JUdy Heumann, a prominent activist who helped push through legislation protecting the rights of people with disabilities, has died at the age of 75.
News of her death in Washington, DC on Saturday was released on her website and social media accounts and was confirmed by her youngest brother, Rick Heumann.
He said she was in the hospital for a week and has heart problems that may be the result of something called post-polio syndrome, which is linked to a childhood infection so severe that she spent several months in an iron lung and lost it Able to run at 2 years old.
She spent the rest of her life struggling, first to gain access for herself and then for others, her brother recalled.
“It wasn’t about fame at all for my sister or anything. It was always about how she could make things better for other people,” he said, adding that the family took solace in the tributes pouring in on Twitter from dignitaries and past presidents like Bill Clinton and Barack Obama.
Heumann has been called the “mother of the disability rights movement” for her longstanding advocacy for disabled people through protests and legal action, according to her website.
Continue reading: Judith Heumann, TIME Woman of the Year, 1977
Illustration by Jason Seiler for TIME; HolLynn D’Lil/Get real in 24 days
She lobbied for legislation that eventually led to the federal Americans with Disabilities Act, the Disability Education Act, and the Rehabilitation Act. She served in the Clinton administration from 1993 to 2001 as Assistant Secretary of the United States Office of Special Education and Rehabilitation.
Heumann was also involved in the adoption of the UN Disability Rights Convention, which was ratified in May 2008.
She helped found the Berkley Center for Independent Living, the Independent Living Movement, and the World Institute on Disability, and has served on the boards of several related organizations, including the American Association of People with Disabilities, the Disability Rights Education and Defense Fund, Humanity and Inclusion, and the United States International Council on Disability, says their website.
Born in Philadelphia in 1947 and raised in New York City, Heumann co-wrote her memoir Being Heumann and a young adult version called Rolling Warrior.
Her book tells the struggle of her parents, German-Jewish immigrants who survived before the Holocaust, as they tried to get their daughter a place at school. “Children with disabilities were viewed as hardships economically and socially,” she wrote.
Rick Heumann said his mother, whom he described as a “bulldog,” initially had to homeschool his sister. The experience of fleeing Nazi Germany left a passion in the parents and their children.
“We firmly believe,” he said, “that discrimination in any form is wrong.”
Judy Heumann graduated from high school and earned a bachelor’s degree from Long Island University and a master’s degree in public health from the University of California, Berkeley. It was groundbreaking at the time, which shows how much has changed, said Maria Town, president and CEO of the American Association of People with Disabilities.

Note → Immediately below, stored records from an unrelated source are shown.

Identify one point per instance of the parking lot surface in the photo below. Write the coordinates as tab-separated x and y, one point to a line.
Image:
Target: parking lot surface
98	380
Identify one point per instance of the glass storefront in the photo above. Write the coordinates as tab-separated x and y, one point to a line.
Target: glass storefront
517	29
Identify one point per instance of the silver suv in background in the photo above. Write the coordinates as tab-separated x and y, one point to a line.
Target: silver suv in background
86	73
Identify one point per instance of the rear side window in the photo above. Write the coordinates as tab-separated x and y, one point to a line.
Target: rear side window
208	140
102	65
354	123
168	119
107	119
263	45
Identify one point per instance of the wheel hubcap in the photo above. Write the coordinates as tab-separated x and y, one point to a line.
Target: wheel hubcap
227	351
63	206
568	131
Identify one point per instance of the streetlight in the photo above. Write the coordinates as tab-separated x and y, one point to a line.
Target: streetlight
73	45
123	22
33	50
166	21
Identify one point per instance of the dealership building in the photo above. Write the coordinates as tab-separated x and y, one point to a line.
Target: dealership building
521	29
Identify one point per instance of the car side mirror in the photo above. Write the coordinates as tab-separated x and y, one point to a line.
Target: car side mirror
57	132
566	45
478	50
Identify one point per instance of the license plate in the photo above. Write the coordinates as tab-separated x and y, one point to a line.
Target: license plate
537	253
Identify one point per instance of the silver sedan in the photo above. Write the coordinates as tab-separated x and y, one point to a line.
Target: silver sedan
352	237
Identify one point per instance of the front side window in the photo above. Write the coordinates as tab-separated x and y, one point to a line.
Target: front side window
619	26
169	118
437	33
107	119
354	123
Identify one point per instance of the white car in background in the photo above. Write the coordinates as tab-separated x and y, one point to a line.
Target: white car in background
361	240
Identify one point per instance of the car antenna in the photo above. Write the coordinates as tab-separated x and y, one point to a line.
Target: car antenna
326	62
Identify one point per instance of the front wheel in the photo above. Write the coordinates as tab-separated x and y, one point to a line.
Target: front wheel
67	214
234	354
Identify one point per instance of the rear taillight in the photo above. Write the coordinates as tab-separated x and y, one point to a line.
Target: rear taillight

Continue reading: 30 years after a pioneering disability law, the fight for accessibility and equal rights continues
“Today, children with disabilities are expected to go into general education, give us a chance to go to high school, go to college and get those degrees,” Town said, acknowledging that injustices persist consist. “But I think the fact that the primary assumption has changed is a really big deal, and I also think Judy played a significant role.”
She was also featured in the 2020 documentary Crip Camp: A Disability Revolution, which highlighted Camp Jened, a summer camp Heumann attended that helped ignite the disability rights movement. The film was nominated for an Oscar.
In the 1970s, she won a lawsuit against the New York Board of Education and became the first teacher in the state to be able to work in a wheelchair, which the board had tried to claim was a fire hazard.

Heumann protests in 1977.
Vince Maggiora – San Francisco Chronicle/Polaris
She also led a historic, nonviolent occupation of a federal building in San Francisco in 1977 that paved the way for passage of the Americans With Disabilities Act, which went into effect in 1990.
Town, who has cerebral palsy, said Heumann was the one who suggested she use a mobility scooter to get around more easily. She wasn’t ready to hear it at first, after a lifetime of being told she needed to appear less disabled. Eventually, however, she decided to give it a try.
“And it literally changed my life,” Town said. “And that was part of what Judy did. She has really helped people to accept themselves as disabled people and to be proud of that identity. And she has helped so many people understand their own power as disabled people.”